Anthony Lane in The New Yorker:

ScreenHunter_01 Jan. 23 10.22 The year has barely begun, yet we already have a safe bet for best actress of 2010. Jenny, in Jon Amiel’s “Creation,” is certainly a hell of a role, beginning with an action sequence in the nude, switching to a flirtation scene—in which Jenny wears bloomers and a knitted top—with an ardent admirer, and closing with her demise, filmed in unremitting sorrow. So what if she’s an orangutan? A knockout is a knockout, whatever her descent.

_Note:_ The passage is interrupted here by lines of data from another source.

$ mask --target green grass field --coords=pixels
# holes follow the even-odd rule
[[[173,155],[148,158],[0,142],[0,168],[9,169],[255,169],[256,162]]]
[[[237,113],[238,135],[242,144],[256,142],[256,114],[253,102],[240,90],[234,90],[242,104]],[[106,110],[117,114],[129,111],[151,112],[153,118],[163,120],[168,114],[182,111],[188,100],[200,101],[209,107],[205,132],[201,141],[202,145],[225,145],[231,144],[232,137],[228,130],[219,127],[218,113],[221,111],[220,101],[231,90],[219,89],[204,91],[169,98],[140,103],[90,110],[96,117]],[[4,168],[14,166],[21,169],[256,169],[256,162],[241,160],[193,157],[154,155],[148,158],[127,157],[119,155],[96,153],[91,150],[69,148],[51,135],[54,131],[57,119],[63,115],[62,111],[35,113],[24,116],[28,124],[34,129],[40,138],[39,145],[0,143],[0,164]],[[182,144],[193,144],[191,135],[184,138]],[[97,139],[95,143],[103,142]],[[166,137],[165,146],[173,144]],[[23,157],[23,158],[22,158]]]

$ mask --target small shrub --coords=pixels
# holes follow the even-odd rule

In reality, there were two Jennys, both at London Zoo. Queen Victoria was introduced to one of them, in 1842, and pronounced her “painfully and disagreeably human.” One wants to ask: To whose pain, Ma’am, do you refer? The orangutan is one of the many organisms, simple and complex, that pass before Charles Darwin (Paul Bettany), a stratum of whose life is the subject of “Creation.” Bettany, with his jungly sideburns and smooth pate, offers a reasonable likeness of the great man, although he lacks the shaggy overhang of brow, extending far beyond the sunken eye sockets, which lent Darwin not only his solemn frown but, it must be said, his semi-simian air. I sometimes wonder if his tracing of our ancestry began not on his travels, or at his desk, but one morning when he glanced into his shaving mirror.

The book on which Jon Amiel concentrates is “The Origin of Species,” which was published in 1859, having been delayed for many years, and the task of his film is to register the cautionary tremors that preceded the quake. Darwin clearly foresaw the effect of his theories on society at large, especially on the faithful. “You’ve killed God, Sir!” his friend Thomas Huxley (Toby Jones) exclaims, jumping the gun a little.